A couple weeks later I got a message back (abridged version): "I don't know, maybe," Boston said. "Call me and we'll talk about it. But not later today. I got $1,000 on Andre Agassi to win the French Open at 40-1, and he's in the finals."

Here's what happened next (abridged version): Agassi won his tourney. Boston won his $40,000. I wrote sportsbook.

In the ten years since, how much has been wagered on the big-time tennis events? Put it this way: The Nevada Gaming Commission doesn't even track the number year by year because it's so small.

"Tennis makes up about one-tenth of one percent of our take," says Lucky's bookmaking boss Jimmy Vaccaro. "The last big golf major we probably had $100,000 worth of bets. In tennis, we might have written two big tickets."

Tennis' lack of popularity amongst the American bettoratti is no surprise, really. For starters, the biggest sports betting holidays -- the Super Bowl, the NCAA tourney -- are must see TV. People, at least the degenerates I know, plan vacations around watching those events in Vegas sports books.

But Wimbledon? Doesn't exactly reel in the whales. "Seriously, it's the nuts as an event," says Boston. "But who even knows when it's on?"

Here's another reason that helps explain why golf gets traction, something I call "The Bubbe Theory." My Bubbe is pushing 95 and has cataracts so bad that, to her, even the most crystalline Chicago day is mostly cloudy. But she still listens to the Cubs games, and she still calls me in a fit if she disagrees with something Rick Telander writes in the Chicago Sun Times. She's a sports fan. If she doesn't know you, you're just filling a niche. And niche players, even historically good ones like Roger and Raf, don't drive betting volume. Only the highest profile names attract square money, which inflates wagering totals like a shot of saline to the lips. Bubbe, and the public, loved Agassi, tennis' last cross-the-rubicon, mainstream draw. She also has a crush on Tiger. She's given me standing orders to put a sawbuck on the big cat whenever I walk through a sports book (or mistakenly tap into one via my Internet machine.) That explains why the Masters is getting $100K in action at some books while the four tennis majors might not get that combined this year.

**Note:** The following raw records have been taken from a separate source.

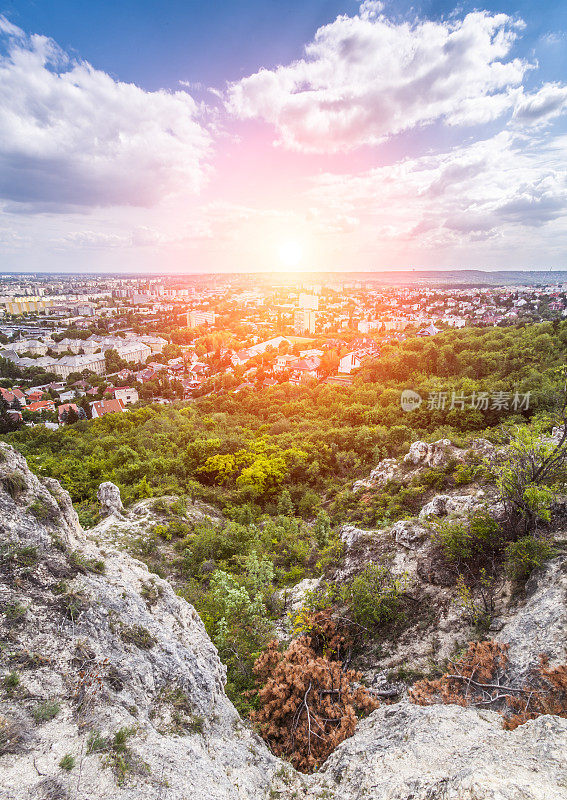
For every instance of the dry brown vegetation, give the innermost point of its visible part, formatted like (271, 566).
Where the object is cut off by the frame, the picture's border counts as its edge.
(309, 700)
(482, 677)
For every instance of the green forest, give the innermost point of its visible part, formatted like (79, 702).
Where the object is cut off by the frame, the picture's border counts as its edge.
(278, 464)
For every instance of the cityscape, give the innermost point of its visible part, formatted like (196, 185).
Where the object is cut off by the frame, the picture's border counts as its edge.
(283, 400)
(77, 348)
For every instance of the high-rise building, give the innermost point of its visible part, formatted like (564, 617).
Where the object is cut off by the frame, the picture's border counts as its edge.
(304, 321)
(308, 301)
(196, 318)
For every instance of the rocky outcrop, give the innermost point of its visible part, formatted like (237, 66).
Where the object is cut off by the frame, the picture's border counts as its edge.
(539, 625)
(387, 470)
(436, 454)
(409, 534)
(406, 752)
(444, 504)
(119, 693)
(99, 645)
(110, 501)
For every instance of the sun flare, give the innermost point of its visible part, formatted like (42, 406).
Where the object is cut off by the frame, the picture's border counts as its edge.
(291, 254)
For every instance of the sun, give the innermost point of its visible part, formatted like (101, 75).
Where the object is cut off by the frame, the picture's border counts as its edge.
(290, 254)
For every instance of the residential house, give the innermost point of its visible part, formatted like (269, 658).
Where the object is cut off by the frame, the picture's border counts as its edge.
(431, 330)
(64, 409)
(303, 369)
(126, 395)
(42, 406)
(284, 362)
(99, 409)
(349, 362)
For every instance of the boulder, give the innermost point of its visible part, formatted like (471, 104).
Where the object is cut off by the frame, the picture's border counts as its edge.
(540, 624)
(409, 533)
(445, 752)
(443, 504)
(108, 495)
(437, 454)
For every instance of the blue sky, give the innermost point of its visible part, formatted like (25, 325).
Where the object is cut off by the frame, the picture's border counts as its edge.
(191, 137)
(156, 44)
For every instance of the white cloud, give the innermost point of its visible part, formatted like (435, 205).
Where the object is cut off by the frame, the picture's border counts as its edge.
(72, 136)
(500, 185)
(542, 106)
(365, 78)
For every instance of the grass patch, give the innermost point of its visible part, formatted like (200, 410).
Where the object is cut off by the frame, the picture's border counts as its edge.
(46, 711)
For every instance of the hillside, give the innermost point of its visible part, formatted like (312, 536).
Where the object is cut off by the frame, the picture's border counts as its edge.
(112, 688)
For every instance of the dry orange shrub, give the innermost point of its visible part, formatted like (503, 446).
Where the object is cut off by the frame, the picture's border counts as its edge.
(308, 700)
(481, 677)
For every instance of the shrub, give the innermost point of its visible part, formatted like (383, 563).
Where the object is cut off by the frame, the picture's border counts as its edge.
(529, 473)
(46, 711)
(85, 564)
(524, 555)
(482, 677)
(11, 682)
(96, 743)
(67, 762)
(43, 511)
(474, 538)
(308, 702)
(15, 612)
(15, 484)
(12, 735)
(375, 596)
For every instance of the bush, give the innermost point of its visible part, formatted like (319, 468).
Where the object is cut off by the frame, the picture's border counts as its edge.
(46, 711)
(478, 677)
(67, 762)
(375, 596)
(526, 554)
(43, 511)
(12, 735)
(308, 702)
(474, 538)
(85, 564)
(15, 484)
(11, 682)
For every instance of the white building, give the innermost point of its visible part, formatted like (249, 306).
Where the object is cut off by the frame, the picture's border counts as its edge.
(126, 395)
(196, 318)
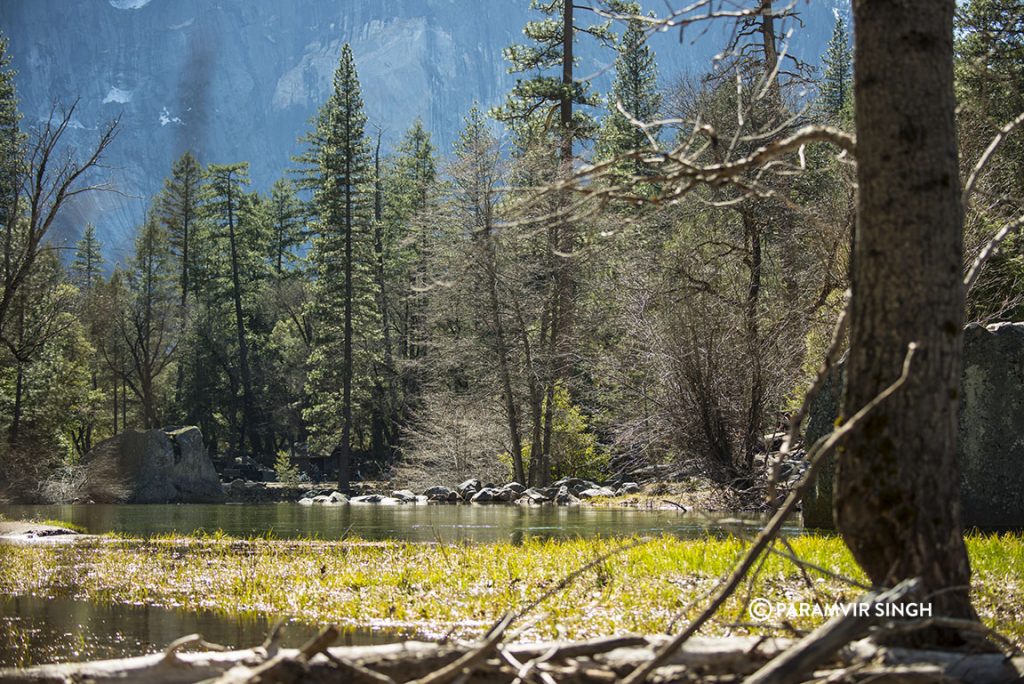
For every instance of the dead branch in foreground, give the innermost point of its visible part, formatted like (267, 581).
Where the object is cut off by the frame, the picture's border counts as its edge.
(832, 657)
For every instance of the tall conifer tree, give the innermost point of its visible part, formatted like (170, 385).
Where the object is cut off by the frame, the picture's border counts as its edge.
(346, 329)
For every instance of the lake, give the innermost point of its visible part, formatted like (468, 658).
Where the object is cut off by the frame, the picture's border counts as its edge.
(36, 630)
(407, 522)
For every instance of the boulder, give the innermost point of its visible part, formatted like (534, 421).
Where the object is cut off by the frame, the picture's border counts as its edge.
(440, 494)
(991, 431)
(374, 499)
(565, 498)
(160, 466)
(596, 492)
(574, 484)
(507, 494)
(468, 488)
(485, 496)
(531, 497)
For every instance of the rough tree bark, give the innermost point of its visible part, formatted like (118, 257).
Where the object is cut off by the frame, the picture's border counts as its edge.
(897, 482)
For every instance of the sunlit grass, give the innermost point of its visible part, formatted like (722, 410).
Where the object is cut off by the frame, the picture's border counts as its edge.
(437, 588)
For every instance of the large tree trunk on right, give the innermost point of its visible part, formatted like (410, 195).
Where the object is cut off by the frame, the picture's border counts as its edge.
(897, 482)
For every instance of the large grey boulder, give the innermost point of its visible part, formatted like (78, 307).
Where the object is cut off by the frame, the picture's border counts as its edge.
(440, 494)
(991, 431)
(160, 466)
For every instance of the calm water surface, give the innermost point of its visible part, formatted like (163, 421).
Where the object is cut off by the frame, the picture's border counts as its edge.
(35, 630)
(409, 522)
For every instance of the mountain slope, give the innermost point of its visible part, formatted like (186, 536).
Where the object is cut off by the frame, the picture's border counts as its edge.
(240, 79)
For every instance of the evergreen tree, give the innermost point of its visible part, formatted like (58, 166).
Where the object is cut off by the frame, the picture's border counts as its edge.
(412, 189)
(635, 88)
(531, 104)
(287, 225)
(346, 325)
(226, 206)
(148, 324)
(178, 209)
(837, 85)
(10, 145)
(87, 265)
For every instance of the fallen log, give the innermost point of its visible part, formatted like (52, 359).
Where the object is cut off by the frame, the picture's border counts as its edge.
(606, 659)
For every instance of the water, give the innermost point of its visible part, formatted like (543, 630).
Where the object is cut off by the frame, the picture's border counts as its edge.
(35, 630)
(409, 522)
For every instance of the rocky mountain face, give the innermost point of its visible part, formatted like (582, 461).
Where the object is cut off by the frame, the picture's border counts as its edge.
(237, 80)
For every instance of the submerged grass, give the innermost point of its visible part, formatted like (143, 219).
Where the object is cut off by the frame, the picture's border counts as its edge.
(437, 588)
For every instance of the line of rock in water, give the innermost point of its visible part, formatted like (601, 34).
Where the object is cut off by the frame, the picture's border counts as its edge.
(566, 492)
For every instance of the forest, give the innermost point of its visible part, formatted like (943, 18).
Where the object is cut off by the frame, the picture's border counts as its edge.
(422, 309)
(663, 283)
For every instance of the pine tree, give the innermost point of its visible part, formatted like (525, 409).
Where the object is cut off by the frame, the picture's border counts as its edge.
(412, 188)
(346, 325)
(635, 88)
(10, 145)
(178, 209)
(87, 265)
(287, 225)
(148, 325)
(225, 205)
(531, 105)
(837, 84)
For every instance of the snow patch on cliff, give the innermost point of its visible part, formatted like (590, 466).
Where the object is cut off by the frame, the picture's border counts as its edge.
(116, 94)
(402, 58)
(129, 4)
(166, 118)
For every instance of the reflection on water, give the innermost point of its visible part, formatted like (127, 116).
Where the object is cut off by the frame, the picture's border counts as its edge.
(414, 523)
(35, 630)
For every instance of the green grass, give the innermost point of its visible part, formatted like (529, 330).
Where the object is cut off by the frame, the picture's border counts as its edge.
(65, 524)
(463, 588)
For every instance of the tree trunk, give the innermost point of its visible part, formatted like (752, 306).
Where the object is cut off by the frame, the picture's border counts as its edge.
(250, 426)
(345, 449)
(897, 481)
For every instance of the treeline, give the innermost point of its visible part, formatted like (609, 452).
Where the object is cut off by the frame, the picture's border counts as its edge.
(449, 317)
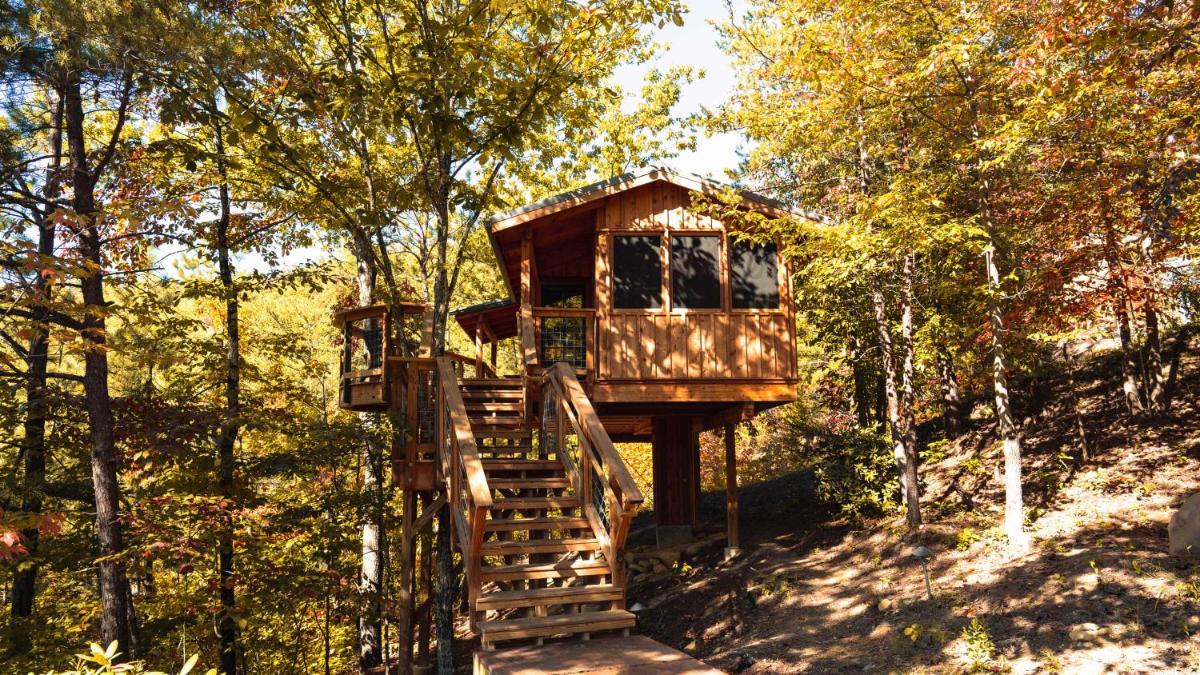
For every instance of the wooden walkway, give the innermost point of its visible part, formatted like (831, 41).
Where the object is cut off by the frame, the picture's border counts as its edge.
(609, 656)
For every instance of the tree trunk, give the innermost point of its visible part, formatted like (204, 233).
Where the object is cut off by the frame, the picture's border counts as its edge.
(444, 595)
(861, 400)
(907, 401)
(1156, 389)
(1068, 362)
(952, 406)
(1120, 298)
(1014, 500)
(893, 404)
(24, 579)
(114, 589)
(371, 573)
(227, 434)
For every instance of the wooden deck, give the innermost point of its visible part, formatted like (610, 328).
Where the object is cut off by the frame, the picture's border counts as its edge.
(610, 656)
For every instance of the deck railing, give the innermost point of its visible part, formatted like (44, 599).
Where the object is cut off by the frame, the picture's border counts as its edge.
(462, 475)
(607, 493)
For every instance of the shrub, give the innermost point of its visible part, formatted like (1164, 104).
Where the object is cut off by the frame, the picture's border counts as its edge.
(101, 662)
(979, 646)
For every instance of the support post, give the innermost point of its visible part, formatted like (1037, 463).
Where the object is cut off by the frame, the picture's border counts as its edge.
(732, 544)
(479, 348)
(676, 463)
(405, 593)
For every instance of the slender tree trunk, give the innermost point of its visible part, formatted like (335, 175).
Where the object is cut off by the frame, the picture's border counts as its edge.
(443, 593)
(1156, 389)
(227, 434)
(24, 579)
(912, 513)
(861, 400)
(114, 587)
(1014, 500)
(1120, 297)
(907, 407)
(881, 398)
(952, 405)
(1068, 362)
(371, 574)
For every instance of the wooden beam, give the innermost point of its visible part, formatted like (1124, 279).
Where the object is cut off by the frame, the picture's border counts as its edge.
(732, 414)
(733, 545)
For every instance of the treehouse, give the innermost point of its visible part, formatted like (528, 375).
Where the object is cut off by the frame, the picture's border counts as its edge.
(637, 320)
(672, 323)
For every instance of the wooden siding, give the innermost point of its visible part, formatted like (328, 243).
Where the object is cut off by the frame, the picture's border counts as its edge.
(697, 346)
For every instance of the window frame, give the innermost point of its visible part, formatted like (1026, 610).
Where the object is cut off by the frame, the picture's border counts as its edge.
(781, 285)
(664, 297)
(723, 267)
(725, 263)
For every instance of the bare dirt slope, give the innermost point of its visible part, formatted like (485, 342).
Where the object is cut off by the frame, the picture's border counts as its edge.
(1097, 592)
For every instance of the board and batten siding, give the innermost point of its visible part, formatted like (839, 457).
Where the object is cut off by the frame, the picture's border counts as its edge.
(660, 345)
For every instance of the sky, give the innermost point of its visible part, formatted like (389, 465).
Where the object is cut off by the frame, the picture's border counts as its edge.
(694, 43)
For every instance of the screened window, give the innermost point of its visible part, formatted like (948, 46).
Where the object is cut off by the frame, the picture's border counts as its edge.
(636, 273)
(563, 294)
(695, 272)
(754, 274)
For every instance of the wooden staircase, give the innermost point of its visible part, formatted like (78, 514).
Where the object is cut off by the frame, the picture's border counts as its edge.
(546, 544)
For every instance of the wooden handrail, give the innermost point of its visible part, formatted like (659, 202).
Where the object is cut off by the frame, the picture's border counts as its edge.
(574, 395)
(575, 312)
(462, 437)
(459, 458)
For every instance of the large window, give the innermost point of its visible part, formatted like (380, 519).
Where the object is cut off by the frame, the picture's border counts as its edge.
(696, 272)
(636, 273)
(754, 274)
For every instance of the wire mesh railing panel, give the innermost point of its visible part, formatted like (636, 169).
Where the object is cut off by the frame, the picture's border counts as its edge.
(426, 406)
(599, 499)
(563, 339)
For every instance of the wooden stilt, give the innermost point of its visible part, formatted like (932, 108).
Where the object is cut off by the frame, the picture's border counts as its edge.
(733, 545)
(405, 592)
(426, 585)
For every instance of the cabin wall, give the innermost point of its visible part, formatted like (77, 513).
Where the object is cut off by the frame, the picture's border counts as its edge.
(684, 344)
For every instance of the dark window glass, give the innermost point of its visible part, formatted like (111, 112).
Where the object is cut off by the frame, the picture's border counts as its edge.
(754, 272)
(636, 273)
(696, 273)
(568, 294)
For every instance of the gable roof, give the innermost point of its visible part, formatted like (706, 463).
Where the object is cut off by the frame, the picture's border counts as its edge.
(624, 181)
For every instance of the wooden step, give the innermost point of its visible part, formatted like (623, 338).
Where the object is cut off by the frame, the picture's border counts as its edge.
(504, 464)
(551, 523)
(526, 503)
(558, 595)
(495, 406)
(569, 568)
(541, 547)
(477, 382)
(502, 434)
(528, 483)
(479, 394)
(557, 625)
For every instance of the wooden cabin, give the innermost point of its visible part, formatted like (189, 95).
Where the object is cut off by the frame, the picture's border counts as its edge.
(673, 323)
(639, 320)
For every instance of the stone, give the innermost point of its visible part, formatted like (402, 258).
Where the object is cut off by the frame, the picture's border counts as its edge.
(744, 661)
(1185, 527)
(1086, 632)
(669, 556)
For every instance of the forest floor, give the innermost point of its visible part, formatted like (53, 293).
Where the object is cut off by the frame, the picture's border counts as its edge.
(1096, 593)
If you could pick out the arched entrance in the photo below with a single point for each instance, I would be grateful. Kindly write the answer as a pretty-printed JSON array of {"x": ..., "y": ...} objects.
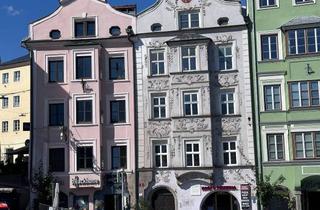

This isn't a case of tennis being a difficult sport to bet. In fact, in Europe, it's probably the second most popular sport for gambling after soccer. Granted, as the WSJ football betting last week and The Mag's Shaun Assael examined in even greater depth last year, that might be because gamblers across the pond see it as an easy game to fix. But it could also be because, over there it holds the kind of sway the big two do over here.

Street corners in Spain are peppered with public courts and kids doing their best Raffy impressions. In some war torn parts of Eastern Europe poverty-stricken kids view tennis as an escape route, like football or basketball here. A couple years ago The Mag's Lindsay Berra wrote a great piece about Belgrade's Jelena Jankovic, Ana Ivanovic and Novak Djokovic. They learned the game as kids while bombs were raining down on their homeland. They practiced in drained swimming pools. Not exactly Nick Bolletierri conditions.

In the United States, casual fans think tennis is played four times a year. But on the tightly packed European continent, national interest in homegrown talent runs deep every weekend. Of the ATP's current top 20 players, only two, tennis betting and James Blake, are American. Fourteen are from Europe, representing six different countries.

No wonder fans from Lisbon to Bhudapest get jacked up for the net game, whether it's Wimbledon or a low-level tourney like the Estoril Open in Portugal (congrats to Spain's Albert Montanes for winning that one, btw). Chances are good that someone representing their flag will not only be playing, but have a shot at winning.

And that's all any bettor can ask for.